Au commencement.  Quand j'ai commencé à jouer au jeu de rôle, au début des années 80, c'était encore un jeu de plateau avec des règles plutôt carrées. Le meneur de jeu était là pour dessiner les plans du donjon, truffer ça de monstres, de pièges, d'énigmes et de trésor. Une fois ça terminé, il n'avait qu'à nous raconter ce que nos persos voyaient. À nous d'agir en conséquence.

Aujourd'hui, les jeux vidéos font ça beaucoup mieux avec plein d'effets visuels, mais dans les années 80, ce n'était pas le cas. C'était le meneur de jeu qui faisait ça et il n'avait que ça à faire.

On peut encore jouer au jeu de rôle comme ça, certains le font toujours, mais c'est à cette époque qu'a eu lieu la première sécession.

La première sécession.  Bon, okie, je me la pète. Je pourrais parler de révolte, de chisme, ou tout simplement de rupture, mais j'aime bien le mot sécession. En tous cas, certains ont continué à jouer comme avant, d'autres ont commencé à jouer différemment.

Quand on joue des personnages, pas juste des pions, la tentation est grande de jouer comme de vrais personnes, de faire et de dire des trucs qui font vrai. Je ne sais pas qui est le premier rôliste à avoir fait acte de sécession, mais je pense que ça a dû arriver sur plusieurs tables et à plusieurs époques. À partir du moment où vous allez voir le forgeron du village pour lui acheter autre chose que ce qu'il y a sur la liste d'équipement ou pour tailler avec lui le bout de gras, le jeu de rôle s'est mis à dérailler.

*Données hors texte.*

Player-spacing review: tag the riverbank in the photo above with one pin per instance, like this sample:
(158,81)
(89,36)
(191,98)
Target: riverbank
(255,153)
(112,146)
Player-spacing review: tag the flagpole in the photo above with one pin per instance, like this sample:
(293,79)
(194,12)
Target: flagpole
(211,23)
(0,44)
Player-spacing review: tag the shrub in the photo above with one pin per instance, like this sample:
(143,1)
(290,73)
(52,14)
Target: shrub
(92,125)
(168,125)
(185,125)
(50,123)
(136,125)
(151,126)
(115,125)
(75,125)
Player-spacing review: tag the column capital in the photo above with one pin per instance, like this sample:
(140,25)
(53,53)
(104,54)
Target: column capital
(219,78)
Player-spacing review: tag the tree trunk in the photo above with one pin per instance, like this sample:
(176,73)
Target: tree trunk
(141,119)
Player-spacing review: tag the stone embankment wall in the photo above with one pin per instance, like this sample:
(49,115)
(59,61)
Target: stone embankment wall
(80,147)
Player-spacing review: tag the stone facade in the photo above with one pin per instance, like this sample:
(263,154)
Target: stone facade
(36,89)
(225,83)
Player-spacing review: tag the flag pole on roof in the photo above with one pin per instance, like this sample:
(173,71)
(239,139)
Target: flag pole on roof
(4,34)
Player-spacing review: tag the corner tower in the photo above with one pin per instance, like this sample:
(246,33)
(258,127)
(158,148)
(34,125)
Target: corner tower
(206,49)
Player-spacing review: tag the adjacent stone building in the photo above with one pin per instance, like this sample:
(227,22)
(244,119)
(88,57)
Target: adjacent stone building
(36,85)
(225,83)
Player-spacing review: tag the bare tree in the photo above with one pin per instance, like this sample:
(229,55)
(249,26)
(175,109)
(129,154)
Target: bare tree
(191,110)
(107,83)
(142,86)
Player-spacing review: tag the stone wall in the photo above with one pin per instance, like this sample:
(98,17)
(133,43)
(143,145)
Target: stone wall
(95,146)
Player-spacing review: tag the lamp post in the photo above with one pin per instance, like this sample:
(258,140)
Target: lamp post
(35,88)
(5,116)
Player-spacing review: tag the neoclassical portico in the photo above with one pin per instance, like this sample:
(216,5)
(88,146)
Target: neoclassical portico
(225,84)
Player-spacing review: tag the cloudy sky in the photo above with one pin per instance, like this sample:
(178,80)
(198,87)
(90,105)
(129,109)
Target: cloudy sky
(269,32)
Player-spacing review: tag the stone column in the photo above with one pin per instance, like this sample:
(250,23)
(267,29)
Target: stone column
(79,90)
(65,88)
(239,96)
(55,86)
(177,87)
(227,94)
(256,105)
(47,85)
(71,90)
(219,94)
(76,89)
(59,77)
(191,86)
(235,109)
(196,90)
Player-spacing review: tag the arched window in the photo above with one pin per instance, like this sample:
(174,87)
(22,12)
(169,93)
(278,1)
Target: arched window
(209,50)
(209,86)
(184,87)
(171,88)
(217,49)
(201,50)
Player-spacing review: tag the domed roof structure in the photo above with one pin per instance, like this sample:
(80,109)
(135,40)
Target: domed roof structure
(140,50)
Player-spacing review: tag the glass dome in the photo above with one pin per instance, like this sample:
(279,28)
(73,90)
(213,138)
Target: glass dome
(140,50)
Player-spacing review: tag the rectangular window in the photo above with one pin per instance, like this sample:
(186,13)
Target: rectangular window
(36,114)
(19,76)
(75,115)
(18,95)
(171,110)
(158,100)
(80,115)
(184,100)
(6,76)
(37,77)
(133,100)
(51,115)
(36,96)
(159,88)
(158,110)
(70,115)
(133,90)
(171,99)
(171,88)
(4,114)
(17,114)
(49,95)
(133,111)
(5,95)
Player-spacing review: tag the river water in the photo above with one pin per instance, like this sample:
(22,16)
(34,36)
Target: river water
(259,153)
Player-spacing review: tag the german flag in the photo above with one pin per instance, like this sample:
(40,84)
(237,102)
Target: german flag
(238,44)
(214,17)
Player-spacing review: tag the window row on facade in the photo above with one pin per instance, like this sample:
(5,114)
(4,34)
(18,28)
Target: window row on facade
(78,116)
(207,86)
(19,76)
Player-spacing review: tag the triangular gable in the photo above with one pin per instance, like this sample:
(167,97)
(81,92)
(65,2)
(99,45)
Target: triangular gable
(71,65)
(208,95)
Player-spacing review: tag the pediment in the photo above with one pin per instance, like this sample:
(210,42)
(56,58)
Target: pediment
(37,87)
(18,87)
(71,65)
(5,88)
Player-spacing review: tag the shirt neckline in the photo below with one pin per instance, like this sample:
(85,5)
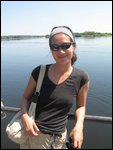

Pas le jeu lui-même, mais le meneur de jeu. Que faire ? Un joueur vient de faire une action non listée par les règles. On fait quoi dans ce cas-là ?

La solution la plus simple est d'ignorer le problème. On fait du jeu de rôle, on n'est pas là pour tailler le bout de gras avec le forgeron. Fais pas chier et retourne jouer avec les autres.

Dis comme ça, c'est un peu abrupt, mais, après tout, le joueur tente une action non listée par les règles. Il fait du hors-jeu. Pourquoi ne pas le rappeler à l'ordre ?

Parce que si cette solution est la plus simple, elle brise un truc. Elle laisse voir la mécanique du jeu. Legolas redevient un pion dans un jeu de plateau.

L'illusionnisme.  Du coup, au lieu de prendre la solution la plus simple, on choisit l'illusionnisme. Faire comme si. Après tout, si le perso veut acheter un foulard en soie, pourquoi ne pas lui en vendre un. Ce n'est pas dans la liste d'équipement, et alors ? De toute manière, il ne va rien en faire. C'est juste pour faire joli. Et s'il interroge le forgeron pour savoir qui garde le donjon, pourquoi ne pas lui donner des infos ?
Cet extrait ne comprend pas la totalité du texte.